Именно в ту пору и начинала «на особицу» жить Пелагея. А встречаемся мы с ней в повести, когда она подводит житейские итоги. Как оказалось, плачевные итоги. Осталась Пелагея на старости лет одна-одинешенька, похоронив мужа, которого мучила всю жизнь, и потеряв сбежавшую от нее в город с лейтенантом дочь. Одна — со всем своим богатством, ради которого убивалась, которое копила всю жизнь. Криком вырывается из ее сердца этот вопрос: «Господи! На что ушла ее жизнь?» Жизнь, в которой было все: и надорвавший ее, от зари до зари непосильный для человека труд, и измена мужу — расчетливая, рассчитанная плата за хлебное место пекарихи, и голод, и холод, и сноровка да хитрость крестьянская, порой — за гранью дозволенного, когда, заполучив пекарню, она бросила «свое хлебное воинство» на завоевание нужных, полезных ей людей, и мало кто мог устоять «против ее хлеба легкого, душистого и сытного». Сколько было положено не только физических— нравственных сил, сколько сделано уступок совести?!.. И ради чего? Ради вот этих крепдешинов да ситцев, ради всего того, что ныне тряпками зовется?

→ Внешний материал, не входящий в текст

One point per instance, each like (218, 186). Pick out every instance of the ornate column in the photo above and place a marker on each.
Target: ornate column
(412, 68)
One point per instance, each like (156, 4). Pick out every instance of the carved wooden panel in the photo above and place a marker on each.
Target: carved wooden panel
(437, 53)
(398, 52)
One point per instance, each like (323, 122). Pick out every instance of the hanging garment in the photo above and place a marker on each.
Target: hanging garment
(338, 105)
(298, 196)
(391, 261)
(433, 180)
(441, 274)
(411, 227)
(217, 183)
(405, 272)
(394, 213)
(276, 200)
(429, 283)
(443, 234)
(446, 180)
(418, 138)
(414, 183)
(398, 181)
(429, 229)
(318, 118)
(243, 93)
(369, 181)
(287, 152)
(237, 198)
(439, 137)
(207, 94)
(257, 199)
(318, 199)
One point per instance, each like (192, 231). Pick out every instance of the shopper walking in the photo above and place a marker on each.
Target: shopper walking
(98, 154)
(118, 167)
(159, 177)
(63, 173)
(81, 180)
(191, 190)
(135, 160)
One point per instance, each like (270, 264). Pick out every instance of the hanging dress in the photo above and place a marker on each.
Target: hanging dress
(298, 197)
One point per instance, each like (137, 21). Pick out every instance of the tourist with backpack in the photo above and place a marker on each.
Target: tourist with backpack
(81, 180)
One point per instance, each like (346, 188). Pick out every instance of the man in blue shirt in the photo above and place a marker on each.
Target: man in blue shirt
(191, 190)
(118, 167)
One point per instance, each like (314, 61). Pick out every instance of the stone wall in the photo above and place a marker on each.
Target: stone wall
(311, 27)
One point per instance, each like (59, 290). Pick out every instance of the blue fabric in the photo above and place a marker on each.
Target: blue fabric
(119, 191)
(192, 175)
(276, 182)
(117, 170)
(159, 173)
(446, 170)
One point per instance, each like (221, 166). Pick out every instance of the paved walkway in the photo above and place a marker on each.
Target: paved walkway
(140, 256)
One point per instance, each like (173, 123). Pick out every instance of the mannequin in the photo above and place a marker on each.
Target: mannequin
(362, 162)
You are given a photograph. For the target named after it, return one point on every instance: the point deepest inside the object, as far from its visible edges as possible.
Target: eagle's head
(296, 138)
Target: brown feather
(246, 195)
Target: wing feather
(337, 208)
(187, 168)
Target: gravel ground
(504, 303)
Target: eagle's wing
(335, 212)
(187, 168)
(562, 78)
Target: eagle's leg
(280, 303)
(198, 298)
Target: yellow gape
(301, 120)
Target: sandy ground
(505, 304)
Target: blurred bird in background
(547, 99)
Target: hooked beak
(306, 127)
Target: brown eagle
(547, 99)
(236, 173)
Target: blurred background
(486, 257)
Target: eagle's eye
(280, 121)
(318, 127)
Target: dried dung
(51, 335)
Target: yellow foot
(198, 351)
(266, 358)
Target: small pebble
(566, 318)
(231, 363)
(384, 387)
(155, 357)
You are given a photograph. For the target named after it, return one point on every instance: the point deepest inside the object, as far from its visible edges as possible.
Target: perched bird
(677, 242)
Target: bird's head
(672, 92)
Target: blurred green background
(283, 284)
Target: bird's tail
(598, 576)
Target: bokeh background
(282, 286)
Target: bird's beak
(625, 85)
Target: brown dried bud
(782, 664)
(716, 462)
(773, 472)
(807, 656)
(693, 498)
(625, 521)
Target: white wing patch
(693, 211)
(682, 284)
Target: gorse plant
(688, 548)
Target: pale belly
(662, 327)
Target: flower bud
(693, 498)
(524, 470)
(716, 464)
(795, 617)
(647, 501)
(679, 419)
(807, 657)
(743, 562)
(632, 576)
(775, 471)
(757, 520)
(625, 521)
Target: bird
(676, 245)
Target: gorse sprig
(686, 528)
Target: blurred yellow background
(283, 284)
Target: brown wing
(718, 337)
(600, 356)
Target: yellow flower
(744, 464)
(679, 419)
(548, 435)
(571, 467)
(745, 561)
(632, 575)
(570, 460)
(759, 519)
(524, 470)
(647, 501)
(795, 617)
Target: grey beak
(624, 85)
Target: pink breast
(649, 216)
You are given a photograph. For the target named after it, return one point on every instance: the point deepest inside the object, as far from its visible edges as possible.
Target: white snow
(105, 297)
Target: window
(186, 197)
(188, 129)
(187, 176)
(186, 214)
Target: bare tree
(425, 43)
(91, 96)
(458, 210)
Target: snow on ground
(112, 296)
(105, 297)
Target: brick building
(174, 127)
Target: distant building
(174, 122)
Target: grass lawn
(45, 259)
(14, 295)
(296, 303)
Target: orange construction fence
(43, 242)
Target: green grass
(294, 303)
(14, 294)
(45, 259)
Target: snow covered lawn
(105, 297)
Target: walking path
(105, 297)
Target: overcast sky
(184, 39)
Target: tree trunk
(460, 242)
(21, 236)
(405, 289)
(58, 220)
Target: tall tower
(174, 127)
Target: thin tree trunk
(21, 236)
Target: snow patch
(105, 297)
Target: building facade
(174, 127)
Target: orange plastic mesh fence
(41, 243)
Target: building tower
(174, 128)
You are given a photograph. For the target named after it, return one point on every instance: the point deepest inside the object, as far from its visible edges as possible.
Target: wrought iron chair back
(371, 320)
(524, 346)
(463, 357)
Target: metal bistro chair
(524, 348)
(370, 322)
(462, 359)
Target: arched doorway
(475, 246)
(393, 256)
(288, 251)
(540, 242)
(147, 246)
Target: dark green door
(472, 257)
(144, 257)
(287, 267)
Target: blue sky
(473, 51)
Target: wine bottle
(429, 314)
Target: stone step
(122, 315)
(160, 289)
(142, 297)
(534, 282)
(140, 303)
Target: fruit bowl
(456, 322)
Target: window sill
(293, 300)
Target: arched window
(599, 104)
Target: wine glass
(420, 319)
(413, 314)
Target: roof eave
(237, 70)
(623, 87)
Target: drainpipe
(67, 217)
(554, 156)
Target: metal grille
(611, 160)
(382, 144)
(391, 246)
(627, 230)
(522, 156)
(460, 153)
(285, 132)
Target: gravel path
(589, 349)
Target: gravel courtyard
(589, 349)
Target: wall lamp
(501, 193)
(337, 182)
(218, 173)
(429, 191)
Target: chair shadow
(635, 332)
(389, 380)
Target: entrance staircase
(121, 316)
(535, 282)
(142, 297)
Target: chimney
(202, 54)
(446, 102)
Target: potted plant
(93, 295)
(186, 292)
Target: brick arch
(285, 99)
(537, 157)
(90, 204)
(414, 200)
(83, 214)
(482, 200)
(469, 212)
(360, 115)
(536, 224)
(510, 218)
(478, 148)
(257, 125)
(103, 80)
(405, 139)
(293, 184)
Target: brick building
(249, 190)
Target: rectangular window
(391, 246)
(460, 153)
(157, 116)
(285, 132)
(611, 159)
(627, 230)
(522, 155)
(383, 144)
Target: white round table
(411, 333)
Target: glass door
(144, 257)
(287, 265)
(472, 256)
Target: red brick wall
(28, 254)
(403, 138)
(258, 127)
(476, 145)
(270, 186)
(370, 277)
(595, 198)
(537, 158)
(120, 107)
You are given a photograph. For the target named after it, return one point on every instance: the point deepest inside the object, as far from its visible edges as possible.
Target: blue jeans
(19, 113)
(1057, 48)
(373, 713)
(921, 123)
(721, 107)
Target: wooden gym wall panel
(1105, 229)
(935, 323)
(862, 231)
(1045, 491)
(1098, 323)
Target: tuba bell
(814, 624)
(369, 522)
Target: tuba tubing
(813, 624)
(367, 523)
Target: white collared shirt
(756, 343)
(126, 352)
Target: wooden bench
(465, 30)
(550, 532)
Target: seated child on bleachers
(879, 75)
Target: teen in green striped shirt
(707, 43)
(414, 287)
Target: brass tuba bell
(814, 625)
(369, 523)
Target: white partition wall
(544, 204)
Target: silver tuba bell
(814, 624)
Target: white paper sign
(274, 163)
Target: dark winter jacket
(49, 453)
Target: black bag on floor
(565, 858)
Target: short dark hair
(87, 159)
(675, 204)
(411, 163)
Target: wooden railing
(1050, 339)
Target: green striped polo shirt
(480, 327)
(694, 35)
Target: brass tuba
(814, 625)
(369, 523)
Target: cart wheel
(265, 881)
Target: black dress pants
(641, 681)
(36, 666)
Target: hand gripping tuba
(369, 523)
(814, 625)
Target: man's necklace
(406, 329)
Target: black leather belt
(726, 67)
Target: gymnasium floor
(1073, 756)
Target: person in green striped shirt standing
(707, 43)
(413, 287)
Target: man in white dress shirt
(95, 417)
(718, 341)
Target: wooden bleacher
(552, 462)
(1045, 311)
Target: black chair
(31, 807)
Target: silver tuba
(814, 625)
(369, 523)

«А кто, кто виноват, что эти тряпки застили ей и жизнь, и мужа, и все на свете?» — с болью спрашивает в повести Пелагея, пытаясь объяснить себе свою судьбу. Попробуй, пройди мимо этого объяснения! Пелагея вспоминает голод — голод войны, первых послевоенных лет, голод неурожаев, — треть жизни она и семья — голодали! И был один во все эти годы товар, на который можно было достать хлеба, — тряпки. Страшно обносились люди во время войны! И получив место пекарихи, чтобы спасти себя, свою семью от нужды, Пелагея пошла на уступки себе, а вернее всего, и уступок не было — в ней заговорила та, другая сторона ее крестьянской натуры. Она легко переступила черту и «начала обеими руками загребать мануфактуру. Годами загребала, — признается она себе в повести, — не могла остановиться. Потому что думала: не ситец, не шелк в сундуки складывает, а саму жизнь. Сытые дни про запас. Для дочери, для мужа, для себя...» А оказалось — и в этом расплата, наказание ее, — ни мужу, ни дочери, ни ей самой эти сундуки не нужны...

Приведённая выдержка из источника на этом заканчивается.